The MQ Statistics, as introduced in MQv9, does not only allow IBM MQ to publish statistics about itself. It also provides an interface, which makes it possible to add more statistics and information should it be required. Of course it also allows for the removal of statistics from version to version. The current design also makes it possible – in a supported way – to add statistics instrumentation for user applications. Examples of applications already making use of these statistics include the new MQ Console (new with CD 9.0.1) and the mq-golang package on github, showing how MQ Statistics can be retrieved using the GO-language.

An important KPI in organizations could be the amount of messages making use of IBM MQ Series. This value can be used not only for resource planning – perhaps the amount of messages are constantly increasing and performance is going down – but also for internal chargeback, where specific departments need to pay depending on how much they use the messaging infrastructure. In some instances these kinds of statistics might also assist in identifying integration flows that are not currently used at all and thus can be decommissioned. Since it is possible to address statistics (STATQ) on a queue level, it might even fit into an organization – perhaps with an Integration Competence Center or Center of excellence – where different departments are given certain queue managers and queue to work with, but where it is very difficult to find out exactly how much they are used and thus to acquire a holistic view on how Messaging is used within an enterprise.

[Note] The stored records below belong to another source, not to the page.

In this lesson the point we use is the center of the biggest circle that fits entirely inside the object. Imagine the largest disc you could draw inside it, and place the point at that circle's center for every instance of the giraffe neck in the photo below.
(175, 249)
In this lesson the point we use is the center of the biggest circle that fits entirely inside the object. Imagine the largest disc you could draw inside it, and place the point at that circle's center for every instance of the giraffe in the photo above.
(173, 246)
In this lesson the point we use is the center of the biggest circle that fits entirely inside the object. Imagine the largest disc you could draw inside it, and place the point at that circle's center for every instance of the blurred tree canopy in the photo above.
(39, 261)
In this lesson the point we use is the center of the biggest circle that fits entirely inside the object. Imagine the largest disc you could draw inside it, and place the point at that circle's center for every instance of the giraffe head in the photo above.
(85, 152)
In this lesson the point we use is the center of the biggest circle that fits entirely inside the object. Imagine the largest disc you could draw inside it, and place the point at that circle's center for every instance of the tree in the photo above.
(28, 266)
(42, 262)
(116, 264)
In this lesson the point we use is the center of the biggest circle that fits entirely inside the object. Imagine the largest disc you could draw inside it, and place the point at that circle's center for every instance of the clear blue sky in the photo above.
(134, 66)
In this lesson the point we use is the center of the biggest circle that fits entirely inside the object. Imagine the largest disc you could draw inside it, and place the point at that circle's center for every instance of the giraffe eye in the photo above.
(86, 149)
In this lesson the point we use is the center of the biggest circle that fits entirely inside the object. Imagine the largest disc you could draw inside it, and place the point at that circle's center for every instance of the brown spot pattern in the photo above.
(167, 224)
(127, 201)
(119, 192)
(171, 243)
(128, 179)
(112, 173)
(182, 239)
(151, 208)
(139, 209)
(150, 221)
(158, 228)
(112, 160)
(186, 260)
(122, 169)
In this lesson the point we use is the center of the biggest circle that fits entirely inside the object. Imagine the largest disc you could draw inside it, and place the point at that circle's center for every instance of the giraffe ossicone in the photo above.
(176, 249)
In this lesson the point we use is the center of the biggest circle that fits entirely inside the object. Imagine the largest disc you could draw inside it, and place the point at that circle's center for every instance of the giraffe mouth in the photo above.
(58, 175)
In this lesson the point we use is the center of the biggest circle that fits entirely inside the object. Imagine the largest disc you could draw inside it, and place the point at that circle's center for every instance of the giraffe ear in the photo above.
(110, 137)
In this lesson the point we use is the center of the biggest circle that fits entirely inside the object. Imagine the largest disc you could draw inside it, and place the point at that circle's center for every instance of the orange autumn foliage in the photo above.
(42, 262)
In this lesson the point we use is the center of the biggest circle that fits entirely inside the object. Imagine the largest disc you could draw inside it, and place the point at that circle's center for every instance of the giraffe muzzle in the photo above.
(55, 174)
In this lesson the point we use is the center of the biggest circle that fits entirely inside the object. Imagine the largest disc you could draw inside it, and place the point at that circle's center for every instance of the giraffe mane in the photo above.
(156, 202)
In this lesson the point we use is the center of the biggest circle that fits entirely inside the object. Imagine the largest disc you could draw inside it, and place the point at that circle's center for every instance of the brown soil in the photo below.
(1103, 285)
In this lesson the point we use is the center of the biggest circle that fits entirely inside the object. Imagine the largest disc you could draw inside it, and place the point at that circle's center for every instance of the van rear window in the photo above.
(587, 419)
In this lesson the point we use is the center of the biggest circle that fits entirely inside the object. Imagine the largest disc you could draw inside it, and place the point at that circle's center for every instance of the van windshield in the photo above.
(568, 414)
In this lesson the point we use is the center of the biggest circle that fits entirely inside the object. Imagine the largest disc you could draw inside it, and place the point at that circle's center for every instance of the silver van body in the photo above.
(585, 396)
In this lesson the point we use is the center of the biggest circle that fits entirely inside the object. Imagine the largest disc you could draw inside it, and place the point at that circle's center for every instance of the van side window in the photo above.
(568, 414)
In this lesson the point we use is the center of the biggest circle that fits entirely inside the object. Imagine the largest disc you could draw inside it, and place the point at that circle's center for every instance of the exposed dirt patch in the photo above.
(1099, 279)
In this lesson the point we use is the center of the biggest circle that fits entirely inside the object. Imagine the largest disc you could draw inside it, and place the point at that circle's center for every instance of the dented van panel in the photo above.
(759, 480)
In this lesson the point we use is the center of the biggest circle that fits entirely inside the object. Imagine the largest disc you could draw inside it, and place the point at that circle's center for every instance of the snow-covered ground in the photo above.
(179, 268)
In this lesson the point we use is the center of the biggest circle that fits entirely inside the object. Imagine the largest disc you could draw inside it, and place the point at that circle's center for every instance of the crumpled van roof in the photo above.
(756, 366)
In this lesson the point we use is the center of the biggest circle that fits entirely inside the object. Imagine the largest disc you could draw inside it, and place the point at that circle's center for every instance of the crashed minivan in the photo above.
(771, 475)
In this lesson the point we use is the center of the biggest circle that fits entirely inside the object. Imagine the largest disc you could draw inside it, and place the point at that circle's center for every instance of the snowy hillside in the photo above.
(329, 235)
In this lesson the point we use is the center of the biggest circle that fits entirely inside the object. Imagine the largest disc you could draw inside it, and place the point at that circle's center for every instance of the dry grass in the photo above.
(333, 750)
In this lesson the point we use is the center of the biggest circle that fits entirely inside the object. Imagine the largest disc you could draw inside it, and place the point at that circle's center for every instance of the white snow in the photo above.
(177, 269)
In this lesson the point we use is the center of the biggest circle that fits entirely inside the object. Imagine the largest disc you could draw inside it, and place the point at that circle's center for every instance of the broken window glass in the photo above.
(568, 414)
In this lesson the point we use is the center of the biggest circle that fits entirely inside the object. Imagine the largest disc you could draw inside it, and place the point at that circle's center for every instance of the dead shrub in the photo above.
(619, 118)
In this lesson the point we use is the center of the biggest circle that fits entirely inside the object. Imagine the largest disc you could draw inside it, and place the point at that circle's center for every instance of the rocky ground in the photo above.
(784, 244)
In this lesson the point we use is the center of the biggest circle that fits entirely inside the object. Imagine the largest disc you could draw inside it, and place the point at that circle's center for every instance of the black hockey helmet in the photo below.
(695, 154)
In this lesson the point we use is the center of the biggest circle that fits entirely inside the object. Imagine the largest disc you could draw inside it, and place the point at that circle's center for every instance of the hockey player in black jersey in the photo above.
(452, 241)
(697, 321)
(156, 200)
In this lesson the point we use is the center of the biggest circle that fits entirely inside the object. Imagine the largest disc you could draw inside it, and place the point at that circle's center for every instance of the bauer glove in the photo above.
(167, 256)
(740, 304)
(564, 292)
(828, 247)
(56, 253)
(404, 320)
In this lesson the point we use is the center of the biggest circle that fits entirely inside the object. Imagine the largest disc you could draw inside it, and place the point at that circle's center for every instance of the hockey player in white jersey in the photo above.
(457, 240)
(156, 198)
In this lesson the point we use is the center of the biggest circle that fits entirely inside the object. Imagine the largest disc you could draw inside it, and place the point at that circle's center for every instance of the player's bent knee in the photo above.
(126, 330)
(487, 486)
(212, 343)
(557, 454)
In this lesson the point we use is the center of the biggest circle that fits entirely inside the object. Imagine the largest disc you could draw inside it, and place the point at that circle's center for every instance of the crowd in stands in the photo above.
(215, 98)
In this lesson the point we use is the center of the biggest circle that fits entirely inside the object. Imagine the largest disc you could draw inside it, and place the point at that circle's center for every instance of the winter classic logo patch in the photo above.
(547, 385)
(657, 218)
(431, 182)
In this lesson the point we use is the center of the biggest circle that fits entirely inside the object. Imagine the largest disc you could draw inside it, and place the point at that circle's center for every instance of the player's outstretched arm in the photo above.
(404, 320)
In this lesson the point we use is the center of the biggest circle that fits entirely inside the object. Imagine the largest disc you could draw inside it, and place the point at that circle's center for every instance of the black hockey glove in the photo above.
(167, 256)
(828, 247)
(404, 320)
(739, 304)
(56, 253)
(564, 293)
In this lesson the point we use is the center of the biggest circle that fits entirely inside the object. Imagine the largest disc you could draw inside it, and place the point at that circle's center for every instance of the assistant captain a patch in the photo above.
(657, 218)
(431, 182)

Many users would typically make certain that the producing application create count statistics referring to how many messages it sends for accounting/resource usage purposes. This can perhaps be done by log entries or even to create an end-end scenario with metadata, which is separately sent to a remote queue manager. IBM MQ Statistics can alleviate these efforts. MQ statistics have a light performance impact at the expense of not being absolutely 100% accurate and one must make a decision as of whether it is “good enough”.

If an organization has not worked with PCF-messages there might be a learning curve, but since PCF is very powerful and can be used alongside calling runmqsc scripts or REST-APIs for automating MQ operations this could be a worthwhile exercise for an organization regardless.

For statistics the amqsruaa program currently works as a primary source of documentation and if user programs should use this framework to add monitoring instrumentation, compliance to how instrumentation is actually performed can be done using amqsruaa.

One should not pay too much heed to the initial interval value unless one knows exactly how this functionality is used and has ascertained that the way the queue manager manages this fits the purpose. Typically the benefits of monitoring events increase over a certain amount of time. If it is possible within an organization that programs receiving statistics might go down without a level of HA, it could be beneficial to either create a durable subscription or possibly to create – using an administrative interface – a durable subscription pointing at a provided queue. Using this approach a certain level of flexibility can be achieved – for example by naming the queues according to standard naming conventions and also to add them to Event Monitoring policies, since one would have control over the naming.